I was reading my daily devotional this morning, and it felt as if the Lord was really speaking to me. The verse I read was from Gen. 15:13-14; and it said, “Know for certain that your descendants will be strangers in a country not their own, and they will be... mistreated four hundred years. But... afterward they will come out with great possessions.

As I read the Bible verse, I wondered how God’s people must have felt at the time of their captivity. Perhaps they felt the way I do now. Impatient. Doubting. Afraid. Alone. I remembered how the people grumbled as Moses led them out of Egypt and into the desert.. and I thought, too, of all the times I complained to the Lord about the spiritual and emotional dryness in my life.

I do not particularly enjoy waiting. I have been used to getting results immediately. I get restless, I worry whenever things do not go the way I plan. Much like the stiff-necked people Moses led out into the desert, I tend to doubt. I easily take for granted all the blessings I have received. And while in my mind, I knew that the Lord would take care of me, my heart had problems with letting Him take charge of my life.

I pondered on today’s reflection.. and drew quiet comfort from it.
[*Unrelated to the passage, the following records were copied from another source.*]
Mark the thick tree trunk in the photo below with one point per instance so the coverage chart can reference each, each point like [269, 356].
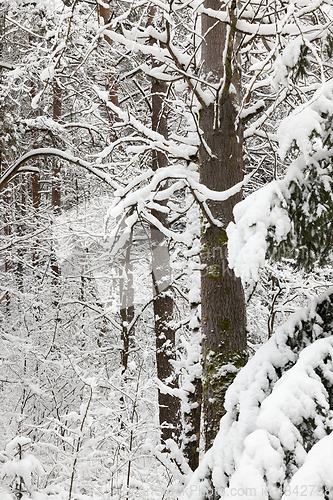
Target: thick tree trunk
[223, 305]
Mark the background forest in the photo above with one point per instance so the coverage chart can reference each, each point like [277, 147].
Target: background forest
[165, 245]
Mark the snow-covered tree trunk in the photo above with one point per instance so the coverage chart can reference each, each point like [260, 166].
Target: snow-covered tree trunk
[169, 405]
[221, 167]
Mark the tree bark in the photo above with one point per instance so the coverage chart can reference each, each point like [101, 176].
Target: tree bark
[223, 305]
[169, 405]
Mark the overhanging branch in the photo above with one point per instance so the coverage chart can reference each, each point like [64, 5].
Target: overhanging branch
[19, 166]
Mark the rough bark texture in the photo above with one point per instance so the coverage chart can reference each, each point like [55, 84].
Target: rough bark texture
[169, 406]
[223, 305]
[192, 417]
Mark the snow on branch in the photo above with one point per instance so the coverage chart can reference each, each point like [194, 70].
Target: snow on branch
[20, 165]
[274, 436]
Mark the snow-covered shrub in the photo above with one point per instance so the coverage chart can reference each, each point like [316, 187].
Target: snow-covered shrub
[274, 441]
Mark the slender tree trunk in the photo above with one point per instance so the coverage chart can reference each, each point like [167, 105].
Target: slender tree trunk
[56, 189]
[169, 405]
[111, 85]
[223, 305]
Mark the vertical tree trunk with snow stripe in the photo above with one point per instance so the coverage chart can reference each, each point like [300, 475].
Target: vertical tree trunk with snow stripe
[223, 305]
[169, 405]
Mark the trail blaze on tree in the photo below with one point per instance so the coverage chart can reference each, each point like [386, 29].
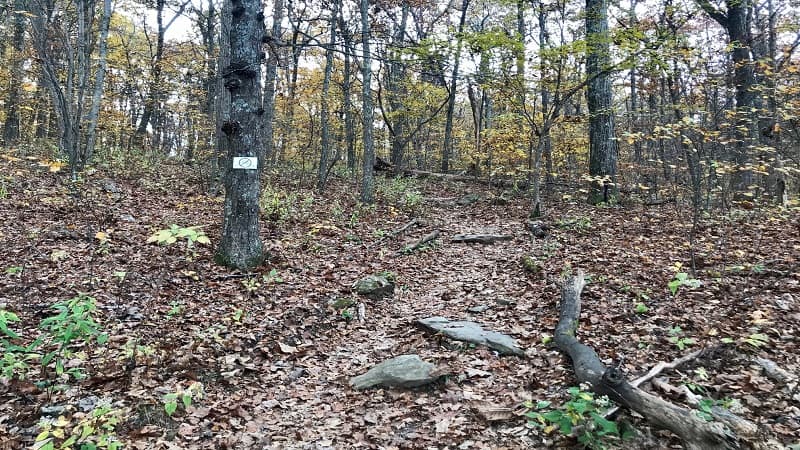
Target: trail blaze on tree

The author, Charles Trumbull, wrote:

“I can be sure that part of God’s promised blessing to me is delay and suffering. The delay in Abraham’s lifetime that seemed to put God’s promise well beyond fulfillment was then followed by the seemingly unending delay experienced by Abraham’s descendants. But it was indeed only a delay - the promise was fulfilled, for ultimately they did ‘come out with great possessions.’

God is going to test me with delays, and along with the delays will come suffering. Yet through it all, God’s promise stands.”

I have been very impatient with myself lately. Because for quite a while now, I have been wrestling with my own brokenness. My praise is less spontaneous. I have had to really focus on thanking God for every blessing He has given me. Worship is now a determined and conscious effort.. not something that easily comes out of my lips, as before. I have prayed to God to change me.. to make me grow deeper in my relationship with Him. And then the desert-like dryness came.

I guess this means He really took my prayer seriously. For now, God is teaching me how to worship Him in the desert - to trust in His love and goodness in the midst of brokenness.. in the midst of nothingness. He is letting me know what it means to depend solely on Him. And whereas before, He let me feel the joy and pleasure in serving and praising Him, now the Lord is teaching me how to keep serving.. how to keep thanking and worshipping Him even when joy is so difficult to find.

Yes, I am growing. Slowly and a bit painfully.. but nevertheless, growing. And like God’s wandering people, I know that one day, He will fulfill His promise to me. I will come out of my desert with the greatest possession of all: a deep, unshakable, loving relationship with my God.